Attributed to Paulus PONTIUS
Antwerp 1603 - Antwerp 1658
Biography
Trained initially as a painter, the prolific Flemish engraver Paulus Pontius was a pupil of the printmaker Lucas Vorsterman the Elder, whom he succeeded in the workshop of the painter Peter Paul Rubens. Pontius became a master in the Antwerp Guild and became the artist mainly responsible for reproducing Rubens’s painted works in the form of engravings, working for the master from 1624 onwards. As Paul Huvenne has noted, ‘Pontius proved capable of emulating Vorsterman’s style. He may have been less spontaneous and virtuosic, but he worked in a more controlled and consistent manner. He would engrave fifteen plates for Rubens, but in addition, apparently at his own expense, he would produce a great deal of Rubens’s graphic art.’ Pontius lived in Rubens’s home until the year after the master’s death, and in all produced just over forty engravings after works by Rubens. He later continued to work with other leading painters in Antwerp, notably Anthony Van Dyck and Jacob Jordaens.

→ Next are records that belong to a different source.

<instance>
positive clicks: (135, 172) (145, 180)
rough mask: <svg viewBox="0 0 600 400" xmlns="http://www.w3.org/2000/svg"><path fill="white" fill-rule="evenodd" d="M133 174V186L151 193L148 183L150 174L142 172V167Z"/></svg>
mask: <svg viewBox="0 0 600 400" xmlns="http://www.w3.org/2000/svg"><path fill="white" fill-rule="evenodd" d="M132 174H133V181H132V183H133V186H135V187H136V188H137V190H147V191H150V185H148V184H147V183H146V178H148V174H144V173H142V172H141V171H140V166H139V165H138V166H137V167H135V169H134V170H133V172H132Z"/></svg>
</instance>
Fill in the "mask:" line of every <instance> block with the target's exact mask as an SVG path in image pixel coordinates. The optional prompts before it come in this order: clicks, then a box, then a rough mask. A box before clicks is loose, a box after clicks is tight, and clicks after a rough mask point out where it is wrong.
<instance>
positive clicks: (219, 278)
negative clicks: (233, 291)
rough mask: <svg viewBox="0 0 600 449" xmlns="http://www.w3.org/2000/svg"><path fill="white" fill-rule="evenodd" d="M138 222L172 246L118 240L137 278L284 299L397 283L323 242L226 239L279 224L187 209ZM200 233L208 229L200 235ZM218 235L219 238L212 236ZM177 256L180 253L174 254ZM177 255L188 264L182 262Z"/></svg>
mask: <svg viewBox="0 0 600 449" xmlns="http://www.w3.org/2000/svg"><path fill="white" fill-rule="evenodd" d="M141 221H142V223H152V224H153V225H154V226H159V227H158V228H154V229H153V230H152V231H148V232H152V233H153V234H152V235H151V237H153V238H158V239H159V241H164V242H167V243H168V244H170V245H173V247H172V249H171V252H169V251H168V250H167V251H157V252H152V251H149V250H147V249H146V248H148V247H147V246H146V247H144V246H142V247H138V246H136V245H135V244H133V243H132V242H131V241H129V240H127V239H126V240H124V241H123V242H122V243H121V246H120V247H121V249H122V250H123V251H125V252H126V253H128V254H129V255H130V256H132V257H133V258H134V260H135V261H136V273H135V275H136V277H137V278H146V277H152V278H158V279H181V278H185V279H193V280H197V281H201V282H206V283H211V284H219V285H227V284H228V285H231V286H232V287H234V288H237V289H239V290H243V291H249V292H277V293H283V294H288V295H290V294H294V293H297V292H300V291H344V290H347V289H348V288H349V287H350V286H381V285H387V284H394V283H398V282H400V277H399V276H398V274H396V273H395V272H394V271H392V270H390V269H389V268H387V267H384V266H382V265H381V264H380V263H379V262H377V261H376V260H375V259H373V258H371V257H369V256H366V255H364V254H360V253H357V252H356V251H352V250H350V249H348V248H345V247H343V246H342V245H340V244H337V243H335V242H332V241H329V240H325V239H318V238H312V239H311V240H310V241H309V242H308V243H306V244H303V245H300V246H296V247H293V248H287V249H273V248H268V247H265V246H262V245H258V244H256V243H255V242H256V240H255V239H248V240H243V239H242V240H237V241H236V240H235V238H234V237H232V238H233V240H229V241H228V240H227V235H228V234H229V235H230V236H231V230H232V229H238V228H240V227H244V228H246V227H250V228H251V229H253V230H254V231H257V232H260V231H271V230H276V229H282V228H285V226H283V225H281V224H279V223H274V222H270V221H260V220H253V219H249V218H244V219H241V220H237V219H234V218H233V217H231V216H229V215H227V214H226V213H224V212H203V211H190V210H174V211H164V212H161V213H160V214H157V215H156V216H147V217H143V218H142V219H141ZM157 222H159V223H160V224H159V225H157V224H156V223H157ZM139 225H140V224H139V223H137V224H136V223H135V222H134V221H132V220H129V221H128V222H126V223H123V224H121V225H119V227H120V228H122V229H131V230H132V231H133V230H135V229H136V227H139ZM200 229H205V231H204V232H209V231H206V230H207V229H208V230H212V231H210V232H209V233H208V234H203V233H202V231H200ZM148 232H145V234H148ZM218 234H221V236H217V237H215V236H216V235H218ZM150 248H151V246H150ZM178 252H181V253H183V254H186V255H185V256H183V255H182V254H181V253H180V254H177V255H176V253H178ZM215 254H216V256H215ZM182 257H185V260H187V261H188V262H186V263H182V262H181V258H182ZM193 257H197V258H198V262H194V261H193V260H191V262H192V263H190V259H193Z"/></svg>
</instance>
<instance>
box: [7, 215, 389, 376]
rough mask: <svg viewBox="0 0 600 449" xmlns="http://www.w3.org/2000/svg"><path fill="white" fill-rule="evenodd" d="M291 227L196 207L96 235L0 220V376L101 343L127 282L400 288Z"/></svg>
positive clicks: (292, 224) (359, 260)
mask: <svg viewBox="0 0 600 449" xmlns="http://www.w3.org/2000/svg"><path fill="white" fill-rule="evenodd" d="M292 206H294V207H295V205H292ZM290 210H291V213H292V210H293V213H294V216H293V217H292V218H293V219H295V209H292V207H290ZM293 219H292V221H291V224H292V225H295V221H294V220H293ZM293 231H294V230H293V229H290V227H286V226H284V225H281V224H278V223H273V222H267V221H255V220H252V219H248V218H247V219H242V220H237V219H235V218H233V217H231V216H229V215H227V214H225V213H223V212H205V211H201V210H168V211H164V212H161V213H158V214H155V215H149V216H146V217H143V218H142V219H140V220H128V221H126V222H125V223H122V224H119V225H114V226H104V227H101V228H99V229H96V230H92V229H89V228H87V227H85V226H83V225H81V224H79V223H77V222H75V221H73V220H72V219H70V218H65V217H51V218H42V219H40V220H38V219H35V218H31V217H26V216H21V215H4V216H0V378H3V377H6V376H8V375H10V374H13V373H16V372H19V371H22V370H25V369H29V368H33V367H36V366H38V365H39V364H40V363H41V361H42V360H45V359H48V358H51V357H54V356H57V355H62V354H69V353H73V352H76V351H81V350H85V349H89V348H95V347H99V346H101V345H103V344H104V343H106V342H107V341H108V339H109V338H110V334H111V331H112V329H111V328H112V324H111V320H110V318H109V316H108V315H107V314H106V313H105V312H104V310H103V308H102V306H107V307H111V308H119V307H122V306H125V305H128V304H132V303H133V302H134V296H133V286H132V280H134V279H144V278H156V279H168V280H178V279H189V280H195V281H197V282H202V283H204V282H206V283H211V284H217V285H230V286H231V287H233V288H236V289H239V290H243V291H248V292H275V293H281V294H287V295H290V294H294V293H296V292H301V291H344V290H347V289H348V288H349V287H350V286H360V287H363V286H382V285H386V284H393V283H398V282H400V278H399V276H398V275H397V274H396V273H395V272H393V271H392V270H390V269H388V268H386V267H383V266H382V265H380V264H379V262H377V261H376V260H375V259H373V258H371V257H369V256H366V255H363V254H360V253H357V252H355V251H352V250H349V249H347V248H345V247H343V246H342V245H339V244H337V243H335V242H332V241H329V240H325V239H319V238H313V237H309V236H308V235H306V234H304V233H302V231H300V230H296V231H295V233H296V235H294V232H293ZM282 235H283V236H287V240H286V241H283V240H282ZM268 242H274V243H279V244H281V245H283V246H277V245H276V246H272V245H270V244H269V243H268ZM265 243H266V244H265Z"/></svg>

Very few drawings by Paulus Pontius are known, of which most have been heavily reworked by Rubens. The most significant of these are two studies for engravings made after Rubens’s paintings; a drawing of The Assumption of the Virgin of c.1624 in the J. Paul Getty Museum in Los Angeles and a Descent of the Holy Spirit of 1627 in the British Museum in London. In both cases the original, underlying drawing in black chalk or brown wash by Pontius has been extensively retouched by Rubens with grey and white gouache. As Rowlands has observed of such drawings, ‘The elaborate drawings made in preparation for prints after Rubens’s paintings give us a close insight into the extent of the master’s collaboration with his engravers. Firstly, the rather mechanical initial task of producing a drawing after the painting was generally delegated to an assistant, or perhaps to the engraver. The quality of this preliminary drawing, usually in black chalk, varies…The master then extensively reworked the sheet, using either washes reinforced with opaque grey and white bodycolour…or oils. In the process Rubens often transformed a weak drawing into a practically autograph one of superb quality. In many cases…important changes were made at this stage to adapt the original composition to suit the printed medium.’